A Walled Wide Web for Nervous Autocrats
At the end of 2010, the "open-source" software movement, whose activists tend to be fringe academics and ponytailed computer geeks, found an unusual ally: the Russian government. Vladimir Putin signed a 20-page executive order requiring all public institutions in Russia to replace proprietary software, developed by companies like Microsoft and Adobe, with free open-source alternatives by 2015.
The move will save billions of dollars in licensing fees, but Mr. Putin's motives are not strictly economic. In all likelihood, his real fear is that Russia's growing dependence on proprietary software, especially programs sold by foreign vendors, has immense implications for the country's national security. Free open-source software, by its nature, is unlikely to feature secret back doors that lead directly to Langley, Va.

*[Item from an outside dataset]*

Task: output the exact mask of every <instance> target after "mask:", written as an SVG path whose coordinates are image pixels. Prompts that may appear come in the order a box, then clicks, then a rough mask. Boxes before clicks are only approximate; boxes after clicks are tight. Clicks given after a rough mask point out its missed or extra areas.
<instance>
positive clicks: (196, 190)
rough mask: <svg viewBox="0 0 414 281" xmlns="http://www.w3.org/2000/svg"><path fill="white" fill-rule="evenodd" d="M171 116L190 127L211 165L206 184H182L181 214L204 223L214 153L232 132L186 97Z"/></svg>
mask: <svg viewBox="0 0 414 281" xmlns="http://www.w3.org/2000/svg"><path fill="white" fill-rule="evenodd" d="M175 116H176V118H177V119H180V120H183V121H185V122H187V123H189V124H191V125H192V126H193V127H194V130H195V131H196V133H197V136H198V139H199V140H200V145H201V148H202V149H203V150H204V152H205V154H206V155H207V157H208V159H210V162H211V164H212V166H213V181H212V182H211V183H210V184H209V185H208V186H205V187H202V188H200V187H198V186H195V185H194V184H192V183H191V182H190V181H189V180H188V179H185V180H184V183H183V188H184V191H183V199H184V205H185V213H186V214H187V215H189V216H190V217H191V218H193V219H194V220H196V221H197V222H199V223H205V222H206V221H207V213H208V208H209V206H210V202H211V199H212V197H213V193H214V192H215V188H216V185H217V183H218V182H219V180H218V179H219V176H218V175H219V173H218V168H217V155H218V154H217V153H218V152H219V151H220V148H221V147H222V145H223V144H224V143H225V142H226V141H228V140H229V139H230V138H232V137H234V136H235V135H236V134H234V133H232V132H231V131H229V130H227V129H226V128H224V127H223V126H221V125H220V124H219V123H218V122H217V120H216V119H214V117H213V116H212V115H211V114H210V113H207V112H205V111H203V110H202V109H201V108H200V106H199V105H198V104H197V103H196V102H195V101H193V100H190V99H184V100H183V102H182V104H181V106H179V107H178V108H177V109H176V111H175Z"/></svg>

Nor is Russia alone in its distrust of commercial software from abroad. Just two weeks after Mr. Putin's executive order, Iran's minister of information technology, citing security concerns, announced plans for a national open-source operating system. China has also expressed a growing interest. When state-owned China Mobile recently joined the Linux Foundation, the nonprofit entity behind the most famous open-source project, one of the company's executives announced—ominously to the ears of some—that the company was "looking forward to contributing to Linux on a global scale."